A museum, a university and spies for Franz II (I) – Economic promotion under Franz II (I)

Richard: Glass bottle, 1851

Anton Schwefel: Artificial glass eyes, 1820

Doulton & Watts: Stoneware foot warmer, 1853

Today it is obvious that the State promotes the economy – but less so that the State may support industrial espionage. Franz II (I) tried to combine the two.

Richard: Glass bottle, 1851

Anton Schwefel: Artificial glass eyes, 1820

Doulton & Watts: Stoneware foot warmer, 1853

An earthenware hot-water bottle, a coloured-glass perfume bottle, carved pocket-knives,  artificial eyes of glass and mowers and reapers – all these products were collected in the so-called ‘Imperial-Royal Collection of Manufactured Products’, ‘in order to give everyone the opportunity to gain a general overview of what goods of this kind are produced in My Hereditary Lands’. Hence the Emperor and his advisers wanted to collect all the goods produced in the Monarchy. What mattered here was not so much the monarch’s personal interest in innovations as collecting and displaying to the population all the technical achievements of the newly founded Empire (1804) in order ‘to promote sales and trade’.

As far as technological innovations were concerned in the decades before 1848, during the reigns of Franz I and Ferdinand I, the Habsburg Monarchy was to a large extent dependent on foreign inventions and specialists. Entrepreneurs either employed foreign workers or spent some time abroad themselves – nowadays this would probably be called industrial espionage. Foreign specialists also brought their know-how into the Monarchy, even though in some cases it was illegal to do so: English entrepreneurs, for example, were forbidden to go abroad. In order to promote technological development within the Monarchy as well, in 1807 the ‘Imperial-Royal Polytechnical Institute’ was founded in Prague, followed in 1815 by a similar institution in Vienna, the forerunners of today’s universities of technology.

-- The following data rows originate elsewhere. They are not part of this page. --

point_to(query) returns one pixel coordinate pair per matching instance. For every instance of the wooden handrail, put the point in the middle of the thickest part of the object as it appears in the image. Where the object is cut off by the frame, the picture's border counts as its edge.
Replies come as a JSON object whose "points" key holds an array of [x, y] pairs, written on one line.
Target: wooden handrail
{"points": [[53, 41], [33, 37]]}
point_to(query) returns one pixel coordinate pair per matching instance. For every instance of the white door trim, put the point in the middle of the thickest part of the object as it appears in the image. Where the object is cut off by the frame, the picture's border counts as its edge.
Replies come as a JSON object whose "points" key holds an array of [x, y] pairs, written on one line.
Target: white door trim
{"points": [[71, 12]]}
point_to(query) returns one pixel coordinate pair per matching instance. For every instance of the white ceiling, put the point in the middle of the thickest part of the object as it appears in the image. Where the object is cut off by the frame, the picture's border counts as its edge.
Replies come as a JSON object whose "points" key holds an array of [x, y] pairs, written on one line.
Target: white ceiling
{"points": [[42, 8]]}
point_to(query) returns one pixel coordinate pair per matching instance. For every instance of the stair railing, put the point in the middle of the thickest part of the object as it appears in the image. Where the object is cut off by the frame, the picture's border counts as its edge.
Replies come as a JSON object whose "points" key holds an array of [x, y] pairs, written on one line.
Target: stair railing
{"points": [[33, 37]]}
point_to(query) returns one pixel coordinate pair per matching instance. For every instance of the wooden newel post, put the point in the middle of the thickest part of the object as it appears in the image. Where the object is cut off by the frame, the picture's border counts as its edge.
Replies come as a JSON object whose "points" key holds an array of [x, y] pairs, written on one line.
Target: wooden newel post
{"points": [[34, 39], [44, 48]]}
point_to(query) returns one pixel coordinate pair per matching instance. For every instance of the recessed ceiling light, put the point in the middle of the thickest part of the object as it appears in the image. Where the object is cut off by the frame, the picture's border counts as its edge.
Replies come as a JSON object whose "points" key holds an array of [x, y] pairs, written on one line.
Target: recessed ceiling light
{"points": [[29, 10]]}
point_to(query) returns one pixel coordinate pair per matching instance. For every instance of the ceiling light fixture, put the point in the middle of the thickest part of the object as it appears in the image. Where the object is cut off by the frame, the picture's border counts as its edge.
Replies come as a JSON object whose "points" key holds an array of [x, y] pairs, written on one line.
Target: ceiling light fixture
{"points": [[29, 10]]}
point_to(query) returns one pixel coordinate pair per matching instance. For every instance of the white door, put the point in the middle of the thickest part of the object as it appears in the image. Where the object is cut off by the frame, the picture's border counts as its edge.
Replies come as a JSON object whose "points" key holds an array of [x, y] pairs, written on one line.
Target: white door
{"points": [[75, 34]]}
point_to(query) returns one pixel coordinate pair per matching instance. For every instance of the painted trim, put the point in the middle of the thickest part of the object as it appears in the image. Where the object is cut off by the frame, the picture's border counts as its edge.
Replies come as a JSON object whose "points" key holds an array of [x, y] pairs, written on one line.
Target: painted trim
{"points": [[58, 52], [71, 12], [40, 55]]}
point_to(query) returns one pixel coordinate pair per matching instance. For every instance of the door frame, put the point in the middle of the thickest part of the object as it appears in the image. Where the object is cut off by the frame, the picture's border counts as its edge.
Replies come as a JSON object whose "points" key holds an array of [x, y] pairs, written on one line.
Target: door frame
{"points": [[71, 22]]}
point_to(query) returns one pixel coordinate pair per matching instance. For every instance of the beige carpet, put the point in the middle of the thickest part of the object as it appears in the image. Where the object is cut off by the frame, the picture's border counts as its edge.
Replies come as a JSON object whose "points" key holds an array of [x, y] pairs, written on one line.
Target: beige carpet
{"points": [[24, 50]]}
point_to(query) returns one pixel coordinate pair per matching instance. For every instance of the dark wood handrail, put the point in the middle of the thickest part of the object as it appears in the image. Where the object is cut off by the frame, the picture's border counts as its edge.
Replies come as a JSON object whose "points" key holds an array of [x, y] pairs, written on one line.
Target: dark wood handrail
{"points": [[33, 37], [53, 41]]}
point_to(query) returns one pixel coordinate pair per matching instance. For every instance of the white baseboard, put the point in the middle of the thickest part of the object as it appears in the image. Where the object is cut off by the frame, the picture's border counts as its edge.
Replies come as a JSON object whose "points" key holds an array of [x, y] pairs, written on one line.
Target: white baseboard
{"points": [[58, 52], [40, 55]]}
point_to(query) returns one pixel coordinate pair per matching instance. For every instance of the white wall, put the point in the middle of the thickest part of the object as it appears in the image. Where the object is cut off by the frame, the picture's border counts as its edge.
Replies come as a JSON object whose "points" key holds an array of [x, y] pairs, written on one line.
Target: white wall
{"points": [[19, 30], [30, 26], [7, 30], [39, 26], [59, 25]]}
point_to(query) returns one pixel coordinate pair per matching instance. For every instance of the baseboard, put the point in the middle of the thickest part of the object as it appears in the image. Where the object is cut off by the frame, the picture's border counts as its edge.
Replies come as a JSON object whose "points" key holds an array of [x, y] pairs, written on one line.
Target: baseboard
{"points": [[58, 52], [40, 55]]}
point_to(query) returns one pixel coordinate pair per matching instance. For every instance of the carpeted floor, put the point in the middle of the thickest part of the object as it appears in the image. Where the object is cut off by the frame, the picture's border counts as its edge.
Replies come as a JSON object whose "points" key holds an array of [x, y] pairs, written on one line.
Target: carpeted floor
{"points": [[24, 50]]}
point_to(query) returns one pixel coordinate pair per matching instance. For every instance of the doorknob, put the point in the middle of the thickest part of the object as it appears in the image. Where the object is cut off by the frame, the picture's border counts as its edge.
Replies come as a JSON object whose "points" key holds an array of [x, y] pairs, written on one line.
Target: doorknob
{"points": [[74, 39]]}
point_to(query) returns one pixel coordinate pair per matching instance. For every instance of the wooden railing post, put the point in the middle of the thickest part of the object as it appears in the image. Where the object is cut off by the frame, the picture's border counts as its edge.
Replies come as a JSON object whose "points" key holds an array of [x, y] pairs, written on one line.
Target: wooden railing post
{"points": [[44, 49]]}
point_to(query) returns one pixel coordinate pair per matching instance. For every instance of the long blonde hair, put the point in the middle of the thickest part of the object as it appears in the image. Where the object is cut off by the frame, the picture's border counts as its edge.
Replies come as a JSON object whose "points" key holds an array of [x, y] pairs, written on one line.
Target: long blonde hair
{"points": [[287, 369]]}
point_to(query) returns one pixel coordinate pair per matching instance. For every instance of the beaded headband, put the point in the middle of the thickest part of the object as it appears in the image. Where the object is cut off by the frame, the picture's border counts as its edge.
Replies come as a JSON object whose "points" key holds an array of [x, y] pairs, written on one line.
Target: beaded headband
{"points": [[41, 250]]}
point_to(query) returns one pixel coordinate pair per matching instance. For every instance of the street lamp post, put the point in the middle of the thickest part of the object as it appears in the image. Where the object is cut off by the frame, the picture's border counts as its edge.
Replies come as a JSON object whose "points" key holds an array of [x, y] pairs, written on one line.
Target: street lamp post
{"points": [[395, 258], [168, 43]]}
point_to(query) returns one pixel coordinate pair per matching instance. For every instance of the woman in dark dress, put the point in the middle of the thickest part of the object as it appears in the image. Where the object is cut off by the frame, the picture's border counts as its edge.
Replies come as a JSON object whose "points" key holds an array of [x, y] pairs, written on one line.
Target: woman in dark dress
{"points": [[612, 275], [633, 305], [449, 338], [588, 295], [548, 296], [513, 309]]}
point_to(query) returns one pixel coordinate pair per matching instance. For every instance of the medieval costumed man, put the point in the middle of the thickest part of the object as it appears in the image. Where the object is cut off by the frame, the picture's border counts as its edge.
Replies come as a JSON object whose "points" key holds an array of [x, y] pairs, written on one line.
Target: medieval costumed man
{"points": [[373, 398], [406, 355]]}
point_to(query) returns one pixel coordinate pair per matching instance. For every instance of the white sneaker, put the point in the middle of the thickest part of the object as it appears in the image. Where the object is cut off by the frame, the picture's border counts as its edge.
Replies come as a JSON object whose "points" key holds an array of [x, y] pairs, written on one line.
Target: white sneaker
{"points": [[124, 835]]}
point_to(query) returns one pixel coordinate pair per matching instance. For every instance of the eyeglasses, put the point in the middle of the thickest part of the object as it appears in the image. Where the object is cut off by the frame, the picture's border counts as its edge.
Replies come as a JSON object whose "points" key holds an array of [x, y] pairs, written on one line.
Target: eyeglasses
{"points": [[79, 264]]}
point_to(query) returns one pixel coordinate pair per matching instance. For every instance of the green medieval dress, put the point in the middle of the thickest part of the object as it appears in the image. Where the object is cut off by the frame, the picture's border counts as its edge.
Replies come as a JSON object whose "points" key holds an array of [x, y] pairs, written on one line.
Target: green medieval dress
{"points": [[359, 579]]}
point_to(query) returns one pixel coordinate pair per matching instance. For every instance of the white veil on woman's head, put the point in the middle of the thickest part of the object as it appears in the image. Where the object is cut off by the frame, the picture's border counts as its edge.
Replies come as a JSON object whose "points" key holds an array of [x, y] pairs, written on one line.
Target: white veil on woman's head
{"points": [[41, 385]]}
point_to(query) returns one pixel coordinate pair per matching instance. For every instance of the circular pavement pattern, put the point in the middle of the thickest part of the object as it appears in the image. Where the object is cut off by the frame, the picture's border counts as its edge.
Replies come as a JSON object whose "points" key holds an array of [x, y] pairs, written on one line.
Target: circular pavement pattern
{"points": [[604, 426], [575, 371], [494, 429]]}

These economic policy measures had a budgetary background: the state finances of the Habsburg Monarchy were in bad shape; Franz I and his advisers hoped that promoting technology would have a positive effect on productivity and hence also on tax revenue. In addition the aim was to reduce the competitive industrial and economic lead enjoyed by England. To this end foreign products – especially ones from England – were displayed in the Collection of Manufactured Products and hence recommended as models for Austrian industry.